Evidence is “suggestive but not sufficient” of a causal relationship between smoking and poor responses to cancer treatment, increased toxicity, and cancer recurrence, adding weight to McAfee’s call to put the highest priority on getting smokers to quit if they are about to undergo treatment.
The report evaluated 16 studies that examined whether cigarette smoking affects patients’ response to cancer therapy, and found that in 72% of the studies, smoking had a statistically significant association with a worse response. Of 82 studies examining the relationship between smoking and increased toxicity, 80% found that smoking made treatment more toxic. In 49 studies that included a category of “current smoking,” the association with increased toxicity was even higher, at 88%.3
While major groups, including ASCO, have called for increased efforts to help patients with cancer quit smoking, the SGR raises the bar with provocative questions: Do the optimal approaches to treat cancer differ in patients who are current smokers compared with nonsmokers?

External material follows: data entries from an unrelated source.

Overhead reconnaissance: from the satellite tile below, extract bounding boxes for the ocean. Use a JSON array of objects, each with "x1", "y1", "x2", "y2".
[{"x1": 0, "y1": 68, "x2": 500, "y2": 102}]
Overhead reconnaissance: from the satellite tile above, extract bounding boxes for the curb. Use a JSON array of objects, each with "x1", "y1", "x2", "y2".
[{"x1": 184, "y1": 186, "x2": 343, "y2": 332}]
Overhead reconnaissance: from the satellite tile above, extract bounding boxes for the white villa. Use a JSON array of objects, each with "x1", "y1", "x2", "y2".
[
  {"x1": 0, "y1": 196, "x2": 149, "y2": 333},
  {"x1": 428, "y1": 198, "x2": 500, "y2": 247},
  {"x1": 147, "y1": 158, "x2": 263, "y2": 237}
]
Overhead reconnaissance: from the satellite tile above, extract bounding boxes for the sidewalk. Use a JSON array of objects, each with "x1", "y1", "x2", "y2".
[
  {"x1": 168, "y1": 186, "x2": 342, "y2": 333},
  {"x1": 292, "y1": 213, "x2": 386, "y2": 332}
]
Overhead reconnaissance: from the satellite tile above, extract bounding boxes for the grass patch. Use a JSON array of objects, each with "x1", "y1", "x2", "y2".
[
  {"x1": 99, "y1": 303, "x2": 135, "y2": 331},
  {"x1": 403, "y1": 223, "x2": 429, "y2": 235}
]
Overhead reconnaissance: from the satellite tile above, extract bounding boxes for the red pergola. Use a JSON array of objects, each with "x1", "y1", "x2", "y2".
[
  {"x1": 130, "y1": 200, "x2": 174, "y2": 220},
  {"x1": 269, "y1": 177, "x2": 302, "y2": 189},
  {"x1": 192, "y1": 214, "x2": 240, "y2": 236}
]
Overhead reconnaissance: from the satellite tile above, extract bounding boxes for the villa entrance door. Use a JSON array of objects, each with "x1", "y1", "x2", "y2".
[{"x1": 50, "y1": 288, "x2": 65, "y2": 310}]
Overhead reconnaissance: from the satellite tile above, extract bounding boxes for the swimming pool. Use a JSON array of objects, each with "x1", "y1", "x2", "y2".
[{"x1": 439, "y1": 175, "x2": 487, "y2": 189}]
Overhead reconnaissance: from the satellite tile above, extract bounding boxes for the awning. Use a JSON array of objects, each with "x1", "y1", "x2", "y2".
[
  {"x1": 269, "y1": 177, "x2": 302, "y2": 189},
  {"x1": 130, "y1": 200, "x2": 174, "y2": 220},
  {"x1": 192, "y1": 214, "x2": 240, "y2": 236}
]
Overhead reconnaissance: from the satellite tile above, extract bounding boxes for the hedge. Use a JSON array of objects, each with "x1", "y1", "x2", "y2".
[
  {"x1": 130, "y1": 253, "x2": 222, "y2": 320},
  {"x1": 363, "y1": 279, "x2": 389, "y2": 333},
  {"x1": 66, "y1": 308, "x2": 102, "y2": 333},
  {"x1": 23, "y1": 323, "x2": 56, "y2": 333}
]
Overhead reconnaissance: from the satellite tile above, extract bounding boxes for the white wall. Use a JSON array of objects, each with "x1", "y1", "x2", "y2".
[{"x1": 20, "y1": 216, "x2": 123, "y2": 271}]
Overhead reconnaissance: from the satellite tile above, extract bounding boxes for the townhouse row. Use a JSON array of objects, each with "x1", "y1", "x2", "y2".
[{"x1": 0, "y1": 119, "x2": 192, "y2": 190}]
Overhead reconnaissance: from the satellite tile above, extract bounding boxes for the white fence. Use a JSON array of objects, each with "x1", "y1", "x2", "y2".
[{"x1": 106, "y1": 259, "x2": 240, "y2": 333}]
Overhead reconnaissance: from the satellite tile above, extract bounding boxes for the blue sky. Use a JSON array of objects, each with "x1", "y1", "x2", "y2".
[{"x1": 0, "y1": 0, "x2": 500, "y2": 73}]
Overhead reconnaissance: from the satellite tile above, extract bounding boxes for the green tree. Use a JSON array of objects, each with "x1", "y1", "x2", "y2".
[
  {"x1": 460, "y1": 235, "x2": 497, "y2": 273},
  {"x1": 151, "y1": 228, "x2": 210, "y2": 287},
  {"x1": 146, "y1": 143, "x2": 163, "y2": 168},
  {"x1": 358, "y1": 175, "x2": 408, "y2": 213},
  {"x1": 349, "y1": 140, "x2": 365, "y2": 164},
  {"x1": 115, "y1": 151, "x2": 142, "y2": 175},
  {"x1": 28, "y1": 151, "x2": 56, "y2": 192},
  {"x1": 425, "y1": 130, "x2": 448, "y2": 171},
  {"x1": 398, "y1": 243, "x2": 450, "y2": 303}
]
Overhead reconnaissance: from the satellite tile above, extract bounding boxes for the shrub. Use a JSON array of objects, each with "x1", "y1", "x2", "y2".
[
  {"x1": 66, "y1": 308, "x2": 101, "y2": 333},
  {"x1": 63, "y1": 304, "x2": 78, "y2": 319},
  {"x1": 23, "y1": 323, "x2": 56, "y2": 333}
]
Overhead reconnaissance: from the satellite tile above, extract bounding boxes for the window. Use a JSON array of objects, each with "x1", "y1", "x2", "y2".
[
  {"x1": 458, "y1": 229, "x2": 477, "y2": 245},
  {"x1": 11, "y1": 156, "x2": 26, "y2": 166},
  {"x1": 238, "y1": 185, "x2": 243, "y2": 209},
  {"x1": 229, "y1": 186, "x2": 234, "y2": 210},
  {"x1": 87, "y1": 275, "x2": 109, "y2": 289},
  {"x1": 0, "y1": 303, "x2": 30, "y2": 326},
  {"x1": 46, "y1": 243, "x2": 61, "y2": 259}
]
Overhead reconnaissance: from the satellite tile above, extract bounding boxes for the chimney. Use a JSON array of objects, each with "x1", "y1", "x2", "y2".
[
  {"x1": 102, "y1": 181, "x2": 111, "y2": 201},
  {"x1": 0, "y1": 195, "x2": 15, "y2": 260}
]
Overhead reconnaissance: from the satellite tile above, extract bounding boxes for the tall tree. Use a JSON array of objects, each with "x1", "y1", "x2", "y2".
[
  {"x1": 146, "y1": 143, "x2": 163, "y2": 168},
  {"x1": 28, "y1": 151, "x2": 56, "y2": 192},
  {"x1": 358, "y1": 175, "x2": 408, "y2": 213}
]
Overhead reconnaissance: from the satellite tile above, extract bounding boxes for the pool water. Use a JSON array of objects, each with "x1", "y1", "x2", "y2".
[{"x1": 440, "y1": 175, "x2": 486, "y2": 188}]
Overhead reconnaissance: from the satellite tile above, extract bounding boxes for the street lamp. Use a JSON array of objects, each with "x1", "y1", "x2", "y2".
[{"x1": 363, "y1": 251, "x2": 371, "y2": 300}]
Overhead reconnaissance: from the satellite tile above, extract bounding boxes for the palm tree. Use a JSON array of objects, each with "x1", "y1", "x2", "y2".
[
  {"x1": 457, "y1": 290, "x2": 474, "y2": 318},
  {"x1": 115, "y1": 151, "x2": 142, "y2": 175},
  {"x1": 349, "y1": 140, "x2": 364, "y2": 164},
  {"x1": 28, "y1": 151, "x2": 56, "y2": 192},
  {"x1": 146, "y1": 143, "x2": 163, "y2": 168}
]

And, is it better to make smoking cessation an initial priority before implementing the patient’s cancer treatment regimen?3
“This needs to be a serious discussion,” said McAfee. The nation still loses more than 400,000 lives each year due to smoking, a statistic he said “would not be tolerated” if the offending substance were something other than cigarettes. Americans moved quickly to remove threats like asbestos and lead paint, yet tobacco remains part of the landscape.
“It didn’t take 50 years to remove lead paint,” he said. “This shouldn’t take another 50 years.”